Thursday, October 25, 2007

Step By Step

One of the dangers in pouring yourself into any project is the potential for pride to take hold and later destroy - or at least inhibit - the joy that we should feel with the final product. Maybe it's not a problem for everyone, but I have seen Satan use personal pride in achievement to destroy relationships and steal joy from many people, and I've seen him use the pride in my own life to keep me from accepting the help of perfectly capable individuals in order for God to work through their gifts and free me up to use mine to the best of my ability. This week, I think he tried using the same pride to discourage me and make me feel animosity toward others in a situation that I had no reason to feel that way. I'm glad God showed me a better perspective so Satan didn't get the victory!


We finally moved into our new house the second weekend of the month. With our weekends freed back up and nothing standing in our way, we made it to the 9:30 gathering on Sunday morning. What an accomplishment considering we had a hard time making it to church at 11:15 when we lived a mile from the parking lot, and now we have a 40-mile drive. When I walked into the auditorium, I saw a huge, wide-screen projection screen in the background and two large LCD TVs on the sides of the stage, both with crisp, clear, MOVING images . . . large theater lighting . . . four huge speakers mounted throughout the room . . . it was what I'd been dreaming of for the last few years but hadn't seen come to fruition. I started feeling sorry for myself because the quality of the production didn't suffer at all after I left the staff, and it had just taken a major leap forward and I had nothing to do with it. It didn't help that the bulletin had been redesigned and almost all of the elements that I had contributed were gone. For a few minutes, I think Satan was having a lot of fun annihilating the pride I had in the eight years worth of investment I had made.

Then God moved in and shed new light on the situation. First of all, nothing I had done was of my own power or creativity.

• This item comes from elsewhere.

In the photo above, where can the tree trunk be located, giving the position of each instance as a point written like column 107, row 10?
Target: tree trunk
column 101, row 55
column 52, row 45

God has given me any ability that I have, and He has used it in His time to bring us this far. Last fall, He finished using my gifts and chose to use someone else's so that He could use the gifts and abilities that He has given me in other areas of my life. He freed me up to move to a different place in life and allowed others to move to different places in theirs.

Later in the week, I started looking at this whole subject from another perspective. The first time I was asked to create a bulletin for church, I was so excited that I got to transform a publication that had been unchanged for years into something fresh and exciting (for the time). I couldn't believe God had given me the ability to design something in the first place, and for me to be entrusted with the church bulletin was awesome. (I never could have imagined what I would do over the course of the next eight years.) But there were others who came before me who took pride in their work, and had put together what they thought was the best possible design for years. God had given them abilities, and they had used them in His time - time He had given to them. Now it was my turn. I wonder how they felt. I wonder if they had some of the same feelings that I have had now that my time is over.

Some of the responsibilities I have with my new position - curriculum coordinator, A+ coordinator, and special ed director - are requiring me to take programs that were created by someone else and revamp, retool, or recreate to move us to the next step. How do those people feel about what I am doing?

Life is about steps. We never achieve perfection, but we hopefully take something that someone else hands us, improve it, and hand it off to someone else better than we received it. The next time you're tempted to throw yourself a pity party, rip up the invitations and thank God for using you to contribute to the growth and improvement of something - and for opening new doors as you take new steps in life.